Todo eso lo ha pagado ya en las urnas Irene Montero. ¿Y ahora qué? ¿Qué piensa hacer cuando su estropicio se ha llevado por delante el partido? Tanto ella como Belarra deberían entender que su tiempo ha pasado, que Podemos, hoy por hoy, no es nada (un Ciudadanos de la izquierda todo lo más) y que lo mejor que podrían hacer las dos es dar un paso a un lado, integrar al partido en Sumar, poner a sus votantes al servicio de la causa común de la izquierda y ofrecerse con humildad para arrimar el hombro en lo que buenamente puedan ayudar para evitar que el PP nos coloque a un Salvini en el Ministerio del Interior (véase Abascal). Eso o presentar la debida dimisión e irse a sus casas. Ellas mismas, como personas inteligentes y formadas que son, deberían comprender que se han convertido en un lastre para el proyecto de nueva izquierda que se está construyendo, que ya no suman, sino que restan, y que hace tiempo que no tienen aquel caudal de los 75 escaños que hicieron de Podemos un partido ilusionante para los indignados. De concurrir a las elecciones de forma autónoma, los morados sacarían un escaño, todo lo más dos, y pare usted de contar. Sin embargo, integrada la candidatura en la plataforma de Yolanda Díaz, los podemitas podrían conservar seis o siete diputados, que no es mucho, pero algo es algo. Al menos seguirían vivos. Mantendrían un cierto poder de influencia en las Cortes, aunque no en un hipotético segundo Consejo de Ministros sanchista, donde por lógica deberían estar aquellas caras nuevas de las confluencias que han cosechado un mejor resultado electoral.

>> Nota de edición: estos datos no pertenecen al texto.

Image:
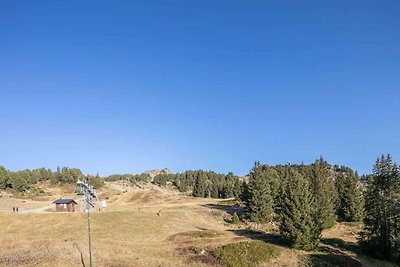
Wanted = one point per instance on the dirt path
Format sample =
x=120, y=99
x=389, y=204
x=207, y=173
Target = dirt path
x=38, y=210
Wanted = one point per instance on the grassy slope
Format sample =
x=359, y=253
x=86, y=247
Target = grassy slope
x=130, y=233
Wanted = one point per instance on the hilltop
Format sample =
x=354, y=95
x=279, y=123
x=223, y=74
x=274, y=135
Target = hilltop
x=152, y=226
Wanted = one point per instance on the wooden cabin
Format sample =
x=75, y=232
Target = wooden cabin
x=65, y=205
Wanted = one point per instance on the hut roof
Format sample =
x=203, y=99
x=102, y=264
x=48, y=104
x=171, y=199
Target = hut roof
x=64, y=201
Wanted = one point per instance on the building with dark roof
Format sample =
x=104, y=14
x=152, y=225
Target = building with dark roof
x=65, y=205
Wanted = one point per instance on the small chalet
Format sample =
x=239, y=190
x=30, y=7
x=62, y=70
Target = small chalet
x=65, y=205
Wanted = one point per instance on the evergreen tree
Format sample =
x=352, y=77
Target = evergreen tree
x=4, y=178
x=260, y=202
x=350, y=198
x=200, y=187
x=381, y=233
x=297, y=226
x=214, y=190
x=236, y=188
x=324, y=191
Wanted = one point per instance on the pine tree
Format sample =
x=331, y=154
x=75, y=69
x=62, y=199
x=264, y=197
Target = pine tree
x=381, y=233
x=200, y=187
x=350, y=198
x=297, y=226
x=214, y=190
x=324, y=191
x=260, y=202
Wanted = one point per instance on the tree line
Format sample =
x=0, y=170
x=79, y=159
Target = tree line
x=306, y=199
x=25, y=180
x=203, y=183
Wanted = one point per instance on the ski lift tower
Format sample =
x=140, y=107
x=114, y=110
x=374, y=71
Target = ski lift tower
x=89, y=196
x=88, y=201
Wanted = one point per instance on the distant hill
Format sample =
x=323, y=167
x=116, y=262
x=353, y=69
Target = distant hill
x=155, y=172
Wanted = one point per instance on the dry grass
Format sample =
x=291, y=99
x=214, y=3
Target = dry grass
x=130, y=233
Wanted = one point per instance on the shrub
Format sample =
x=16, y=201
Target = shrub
x=245, y=254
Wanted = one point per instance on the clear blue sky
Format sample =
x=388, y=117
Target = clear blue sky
x=126, y=86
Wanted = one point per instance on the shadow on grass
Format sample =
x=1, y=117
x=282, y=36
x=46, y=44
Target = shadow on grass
x=331, y=260
x=261, y=236
x=230, y=209
x=331, y=253
x=341, y=244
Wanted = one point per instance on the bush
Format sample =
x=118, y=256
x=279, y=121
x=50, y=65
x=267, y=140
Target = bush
x=245, y=254
x=235, y=218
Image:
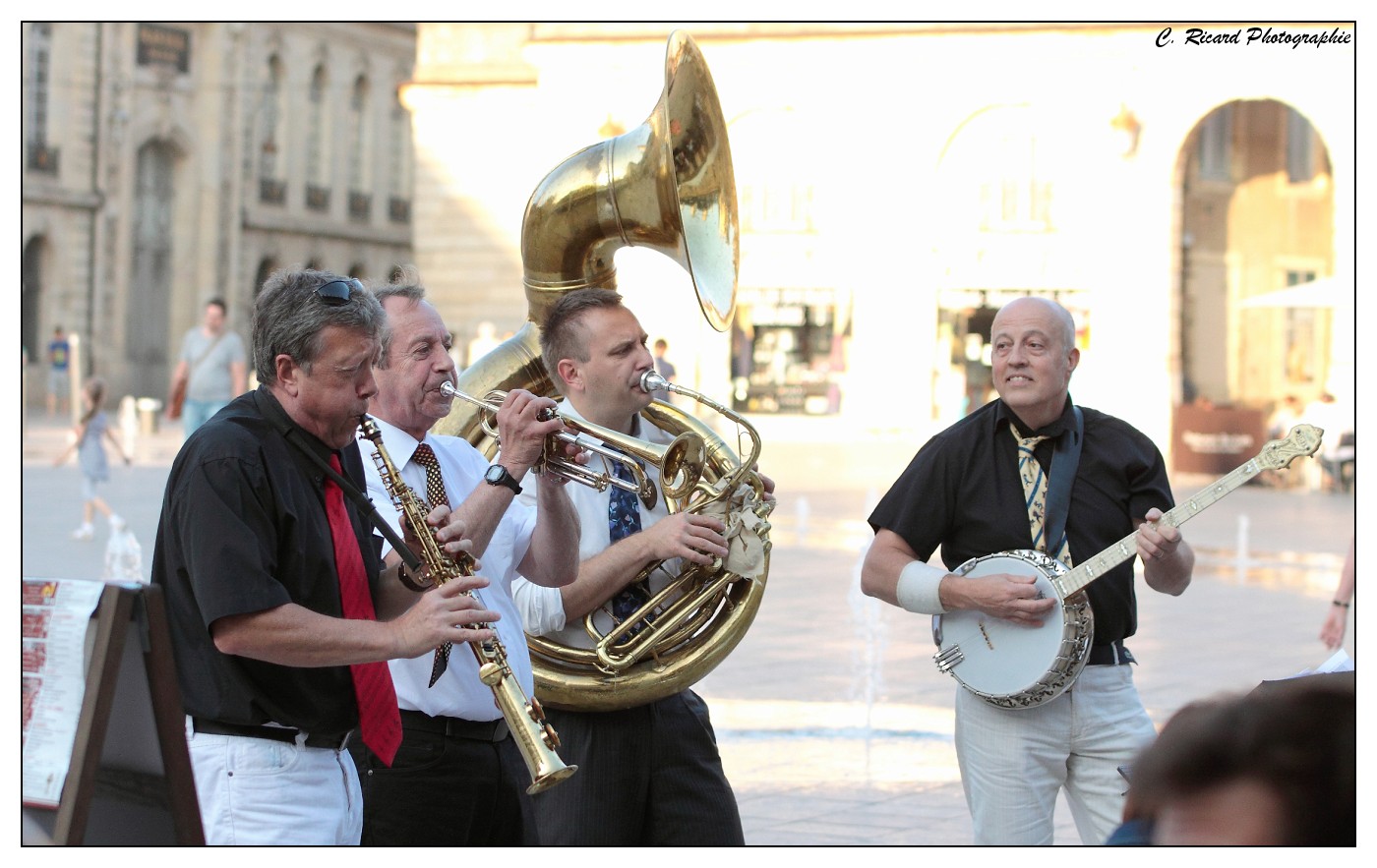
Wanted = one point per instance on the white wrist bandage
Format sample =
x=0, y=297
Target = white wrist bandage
x=919, y=586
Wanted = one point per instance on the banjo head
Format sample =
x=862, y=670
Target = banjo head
x=1007, y=664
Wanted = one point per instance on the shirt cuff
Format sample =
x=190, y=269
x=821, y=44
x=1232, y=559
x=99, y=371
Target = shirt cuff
x=918, y=589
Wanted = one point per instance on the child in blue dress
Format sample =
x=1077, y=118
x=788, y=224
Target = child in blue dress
x=90, y=450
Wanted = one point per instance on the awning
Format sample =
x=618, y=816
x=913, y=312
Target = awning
x=1325, y=292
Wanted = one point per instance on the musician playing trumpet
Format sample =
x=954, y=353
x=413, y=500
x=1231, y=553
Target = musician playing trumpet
x=458, y=778
x=966, y=492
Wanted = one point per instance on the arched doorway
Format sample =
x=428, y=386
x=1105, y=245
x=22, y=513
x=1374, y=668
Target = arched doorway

En cualquier caso, el dúo Montero/Belarra se enfrenta a una decisión histórica en la que, una vez más, el factor personal marcará las consecuencias políticas. No quieren firmar la rendición (por altanería, por ambición personal o simplemente porque son como boxeadoras sonadas fuera de la realidad) y van camino de tropezar otra vez en la misma piedra. Juntas, de error en error, hasta la derrota final.